The CA-MRSA isolates have shown different antibiotic susceptibility patterns compared with MRSA strains isolated from hospitals. The former have tended to be susceptible to different, unrelated antibiotics such as clindamycin, gentamicin, and trimethoprim-sulfamethoxazole, while the latter typically show resistance to these antibiotics.[19,21,22] The majority of reports of CA-MRSA infection from different regions of the United States report uniform sensitivity to clindamycin; however, recent information from some areas in the country report clindamycin resistance in more than 25% of their CA-MRSA isolates.[19,23]
The emergence of CA-MRSA has dramatically modified the initial choice of antibiotic coverage when significant infection by these organisms is suspected. The beta-lactam antibiotics that traditionally have been used for these types of infections are generally ineffective in treating MRSA strains.[15] In those regions where CA-MRSA strains are frequently found, oral clindamycin has been recommended as first-choice empiric therapy in patients with skin and soft-tissue infection who are not critically ill. An alternative approach in well-appearing children is to obtain a culture and use a beta-lactam antibiotic initially and change to oral clindamycin if no clinical improvement is achieved or if dictated by the antibiotic susceptibility of the isolated strain. For children who are critically ill, initial empiric therapy should be provided with intravenous clindamycin or vancomycin, likely combined with a third-generation cephalosporin to broaden the coverage to other organisms.[15,16,19]
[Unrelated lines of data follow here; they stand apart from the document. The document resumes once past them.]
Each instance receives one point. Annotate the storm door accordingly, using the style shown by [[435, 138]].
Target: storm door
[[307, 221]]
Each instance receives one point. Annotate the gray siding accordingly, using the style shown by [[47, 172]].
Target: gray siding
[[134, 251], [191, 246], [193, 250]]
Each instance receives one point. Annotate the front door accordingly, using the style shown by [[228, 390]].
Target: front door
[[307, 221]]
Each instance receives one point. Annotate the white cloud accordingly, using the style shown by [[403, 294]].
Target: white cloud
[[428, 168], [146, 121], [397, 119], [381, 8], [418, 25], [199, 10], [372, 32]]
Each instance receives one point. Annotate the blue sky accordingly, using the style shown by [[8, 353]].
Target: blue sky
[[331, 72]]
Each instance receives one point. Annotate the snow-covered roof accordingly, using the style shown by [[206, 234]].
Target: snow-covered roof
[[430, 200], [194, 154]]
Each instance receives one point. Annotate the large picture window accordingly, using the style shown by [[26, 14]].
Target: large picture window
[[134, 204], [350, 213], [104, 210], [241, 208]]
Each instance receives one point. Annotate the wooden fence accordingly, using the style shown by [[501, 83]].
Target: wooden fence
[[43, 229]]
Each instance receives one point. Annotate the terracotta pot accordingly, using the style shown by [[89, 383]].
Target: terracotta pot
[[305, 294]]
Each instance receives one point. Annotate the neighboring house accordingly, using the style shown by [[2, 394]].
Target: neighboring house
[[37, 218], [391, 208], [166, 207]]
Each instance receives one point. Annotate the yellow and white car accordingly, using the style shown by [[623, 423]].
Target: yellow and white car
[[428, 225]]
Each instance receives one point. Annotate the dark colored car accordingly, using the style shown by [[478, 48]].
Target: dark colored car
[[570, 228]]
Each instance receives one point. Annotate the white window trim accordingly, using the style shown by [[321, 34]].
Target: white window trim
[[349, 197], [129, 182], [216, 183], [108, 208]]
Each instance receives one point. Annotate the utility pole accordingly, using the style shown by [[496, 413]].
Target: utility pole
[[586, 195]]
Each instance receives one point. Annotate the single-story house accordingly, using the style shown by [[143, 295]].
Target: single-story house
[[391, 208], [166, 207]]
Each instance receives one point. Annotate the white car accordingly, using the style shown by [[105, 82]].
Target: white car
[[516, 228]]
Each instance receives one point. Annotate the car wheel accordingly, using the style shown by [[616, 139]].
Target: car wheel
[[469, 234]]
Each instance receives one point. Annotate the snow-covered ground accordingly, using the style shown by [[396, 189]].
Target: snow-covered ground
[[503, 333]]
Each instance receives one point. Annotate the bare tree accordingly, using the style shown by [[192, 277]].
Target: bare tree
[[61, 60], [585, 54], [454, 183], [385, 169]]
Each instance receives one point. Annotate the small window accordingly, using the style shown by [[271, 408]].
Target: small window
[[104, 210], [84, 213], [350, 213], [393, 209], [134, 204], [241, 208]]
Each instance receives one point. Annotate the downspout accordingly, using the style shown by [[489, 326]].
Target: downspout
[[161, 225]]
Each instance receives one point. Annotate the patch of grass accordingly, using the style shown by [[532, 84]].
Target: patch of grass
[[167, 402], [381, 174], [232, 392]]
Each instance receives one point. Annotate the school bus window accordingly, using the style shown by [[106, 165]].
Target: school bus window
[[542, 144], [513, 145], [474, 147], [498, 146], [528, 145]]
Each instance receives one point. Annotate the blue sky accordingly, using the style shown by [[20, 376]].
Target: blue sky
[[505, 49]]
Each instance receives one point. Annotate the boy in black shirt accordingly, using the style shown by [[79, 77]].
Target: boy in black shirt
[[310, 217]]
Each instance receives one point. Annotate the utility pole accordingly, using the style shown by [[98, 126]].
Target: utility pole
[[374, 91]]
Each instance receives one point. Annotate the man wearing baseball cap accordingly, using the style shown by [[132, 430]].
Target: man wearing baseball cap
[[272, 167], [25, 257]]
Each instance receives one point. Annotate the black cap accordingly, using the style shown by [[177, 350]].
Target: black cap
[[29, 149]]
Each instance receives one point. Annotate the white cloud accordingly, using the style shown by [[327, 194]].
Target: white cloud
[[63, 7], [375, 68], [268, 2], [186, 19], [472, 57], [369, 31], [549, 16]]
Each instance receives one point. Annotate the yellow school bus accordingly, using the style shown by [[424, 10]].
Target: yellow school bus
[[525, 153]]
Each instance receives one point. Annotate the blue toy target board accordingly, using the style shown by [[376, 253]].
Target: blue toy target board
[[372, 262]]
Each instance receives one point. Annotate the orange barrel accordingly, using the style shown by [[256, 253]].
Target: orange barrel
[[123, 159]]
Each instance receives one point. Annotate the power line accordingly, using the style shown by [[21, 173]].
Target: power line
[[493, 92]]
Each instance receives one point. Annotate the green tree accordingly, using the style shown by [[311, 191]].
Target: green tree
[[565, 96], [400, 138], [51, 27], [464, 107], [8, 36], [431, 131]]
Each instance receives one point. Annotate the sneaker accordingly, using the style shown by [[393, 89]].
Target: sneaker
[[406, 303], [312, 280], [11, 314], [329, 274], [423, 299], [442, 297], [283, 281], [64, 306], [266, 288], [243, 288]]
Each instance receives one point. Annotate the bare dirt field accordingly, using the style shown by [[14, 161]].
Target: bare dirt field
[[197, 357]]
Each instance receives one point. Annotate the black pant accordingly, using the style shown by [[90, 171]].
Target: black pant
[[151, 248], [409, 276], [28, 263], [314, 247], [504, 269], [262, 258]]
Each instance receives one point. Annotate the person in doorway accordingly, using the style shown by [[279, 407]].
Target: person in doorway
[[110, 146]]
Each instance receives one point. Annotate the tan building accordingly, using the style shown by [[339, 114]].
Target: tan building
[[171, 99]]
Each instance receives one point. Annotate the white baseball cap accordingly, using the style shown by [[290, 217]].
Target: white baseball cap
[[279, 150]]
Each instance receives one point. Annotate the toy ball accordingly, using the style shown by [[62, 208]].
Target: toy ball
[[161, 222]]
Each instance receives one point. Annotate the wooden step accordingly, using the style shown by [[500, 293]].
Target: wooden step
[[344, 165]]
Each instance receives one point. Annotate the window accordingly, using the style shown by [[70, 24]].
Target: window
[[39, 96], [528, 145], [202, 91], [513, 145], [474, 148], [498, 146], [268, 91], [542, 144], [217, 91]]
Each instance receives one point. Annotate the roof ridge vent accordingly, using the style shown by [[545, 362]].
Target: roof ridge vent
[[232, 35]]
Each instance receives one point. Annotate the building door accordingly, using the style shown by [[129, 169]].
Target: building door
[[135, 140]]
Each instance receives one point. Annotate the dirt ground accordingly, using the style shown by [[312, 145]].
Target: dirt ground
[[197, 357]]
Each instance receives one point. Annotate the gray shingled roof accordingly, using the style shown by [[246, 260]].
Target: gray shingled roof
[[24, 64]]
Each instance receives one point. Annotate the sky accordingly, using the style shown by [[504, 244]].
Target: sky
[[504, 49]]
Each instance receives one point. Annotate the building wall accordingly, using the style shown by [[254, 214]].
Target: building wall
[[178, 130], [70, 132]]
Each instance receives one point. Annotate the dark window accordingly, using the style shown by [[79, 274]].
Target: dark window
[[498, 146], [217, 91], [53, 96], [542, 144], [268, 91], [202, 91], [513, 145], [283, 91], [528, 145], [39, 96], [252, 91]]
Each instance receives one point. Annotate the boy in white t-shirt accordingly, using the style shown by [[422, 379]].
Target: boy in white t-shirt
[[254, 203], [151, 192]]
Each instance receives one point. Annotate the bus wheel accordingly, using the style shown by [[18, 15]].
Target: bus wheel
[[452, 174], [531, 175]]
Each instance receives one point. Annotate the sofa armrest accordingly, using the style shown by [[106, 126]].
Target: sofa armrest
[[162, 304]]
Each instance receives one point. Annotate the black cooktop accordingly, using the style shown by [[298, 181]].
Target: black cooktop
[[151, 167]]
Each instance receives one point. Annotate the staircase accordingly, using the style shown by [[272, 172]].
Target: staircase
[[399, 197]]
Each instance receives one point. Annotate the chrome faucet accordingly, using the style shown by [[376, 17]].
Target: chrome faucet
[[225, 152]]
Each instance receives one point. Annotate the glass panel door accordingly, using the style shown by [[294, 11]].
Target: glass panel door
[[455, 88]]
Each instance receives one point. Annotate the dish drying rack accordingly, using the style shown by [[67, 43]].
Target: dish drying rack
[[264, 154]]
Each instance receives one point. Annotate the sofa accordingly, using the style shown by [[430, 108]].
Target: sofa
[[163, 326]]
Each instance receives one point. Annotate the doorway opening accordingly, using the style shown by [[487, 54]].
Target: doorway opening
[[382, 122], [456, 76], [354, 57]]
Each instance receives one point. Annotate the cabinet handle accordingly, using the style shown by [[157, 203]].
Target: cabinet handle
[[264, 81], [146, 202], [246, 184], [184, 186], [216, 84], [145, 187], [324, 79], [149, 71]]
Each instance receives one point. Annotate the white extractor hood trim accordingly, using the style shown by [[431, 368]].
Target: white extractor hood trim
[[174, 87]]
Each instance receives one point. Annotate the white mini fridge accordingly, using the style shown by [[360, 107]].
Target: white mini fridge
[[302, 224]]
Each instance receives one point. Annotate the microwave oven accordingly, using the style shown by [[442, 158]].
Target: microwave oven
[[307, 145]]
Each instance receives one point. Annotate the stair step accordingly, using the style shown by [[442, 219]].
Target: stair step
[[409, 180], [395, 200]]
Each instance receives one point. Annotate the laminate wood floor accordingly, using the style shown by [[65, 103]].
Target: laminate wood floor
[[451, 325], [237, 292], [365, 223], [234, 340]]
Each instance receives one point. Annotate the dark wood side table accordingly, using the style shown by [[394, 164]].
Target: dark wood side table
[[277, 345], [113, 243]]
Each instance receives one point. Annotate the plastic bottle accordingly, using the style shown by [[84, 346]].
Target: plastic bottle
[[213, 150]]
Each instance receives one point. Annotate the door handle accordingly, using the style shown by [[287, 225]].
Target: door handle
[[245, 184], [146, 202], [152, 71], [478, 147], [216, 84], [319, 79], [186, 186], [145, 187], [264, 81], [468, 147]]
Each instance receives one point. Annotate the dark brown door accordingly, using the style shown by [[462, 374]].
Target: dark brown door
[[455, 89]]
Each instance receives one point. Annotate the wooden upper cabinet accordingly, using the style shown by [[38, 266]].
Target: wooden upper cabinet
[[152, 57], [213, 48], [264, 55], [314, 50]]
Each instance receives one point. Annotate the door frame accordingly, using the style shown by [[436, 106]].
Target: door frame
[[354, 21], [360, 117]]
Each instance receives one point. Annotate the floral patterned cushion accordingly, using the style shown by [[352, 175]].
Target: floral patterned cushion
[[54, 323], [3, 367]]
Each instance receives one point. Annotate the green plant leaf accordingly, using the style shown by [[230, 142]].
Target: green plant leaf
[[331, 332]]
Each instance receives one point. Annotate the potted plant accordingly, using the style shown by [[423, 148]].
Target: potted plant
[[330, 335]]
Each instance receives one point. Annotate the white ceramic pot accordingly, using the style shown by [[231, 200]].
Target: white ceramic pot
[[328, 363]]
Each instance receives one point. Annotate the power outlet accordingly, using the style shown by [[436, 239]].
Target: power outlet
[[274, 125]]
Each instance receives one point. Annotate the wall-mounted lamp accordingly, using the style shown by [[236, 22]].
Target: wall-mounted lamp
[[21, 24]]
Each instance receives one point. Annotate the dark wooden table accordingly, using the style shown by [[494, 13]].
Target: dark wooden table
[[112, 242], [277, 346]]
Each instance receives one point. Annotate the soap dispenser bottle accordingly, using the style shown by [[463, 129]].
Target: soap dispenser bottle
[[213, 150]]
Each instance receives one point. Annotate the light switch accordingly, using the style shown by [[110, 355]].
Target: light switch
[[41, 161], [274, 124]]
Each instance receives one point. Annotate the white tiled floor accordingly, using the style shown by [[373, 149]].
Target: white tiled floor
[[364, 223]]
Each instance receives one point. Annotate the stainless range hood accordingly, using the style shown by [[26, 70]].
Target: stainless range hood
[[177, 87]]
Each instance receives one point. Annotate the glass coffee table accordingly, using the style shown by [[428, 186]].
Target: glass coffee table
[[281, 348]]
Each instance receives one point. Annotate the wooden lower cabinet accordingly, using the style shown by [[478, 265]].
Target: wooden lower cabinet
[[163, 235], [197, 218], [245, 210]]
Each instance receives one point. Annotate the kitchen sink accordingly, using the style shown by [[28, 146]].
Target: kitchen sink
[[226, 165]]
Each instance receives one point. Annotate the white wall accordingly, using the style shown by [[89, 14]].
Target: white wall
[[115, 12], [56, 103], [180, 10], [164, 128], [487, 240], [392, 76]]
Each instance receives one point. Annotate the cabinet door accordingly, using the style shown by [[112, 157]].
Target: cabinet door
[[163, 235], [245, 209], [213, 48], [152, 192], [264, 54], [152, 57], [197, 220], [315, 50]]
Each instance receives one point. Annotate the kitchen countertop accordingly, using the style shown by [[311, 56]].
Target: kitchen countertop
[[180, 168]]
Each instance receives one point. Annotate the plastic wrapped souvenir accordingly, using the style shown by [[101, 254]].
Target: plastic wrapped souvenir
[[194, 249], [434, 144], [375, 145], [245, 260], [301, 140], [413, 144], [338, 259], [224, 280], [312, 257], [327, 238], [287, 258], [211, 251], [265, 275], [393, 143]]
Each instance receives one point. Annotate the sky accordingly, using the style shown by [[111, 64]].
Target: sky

Physicians should be well aware of the susceptibility patterns of the strains circulating in their communities. There is great concern about CA-MRSA infection because of its increased virulence; death or other serious sequelae can occur if the appropriate antibiotic therapy is not promptly instituted. In areas where clindamycin resistance by CA-MRSA isolates approaches 10% to 15%, only vancomycin should be used for severe infections suspected to be due to this organism. Linezolid, a new oxazolidone antibiotic, may offer an alternative for patients who do not tolerate vancomycin.[19]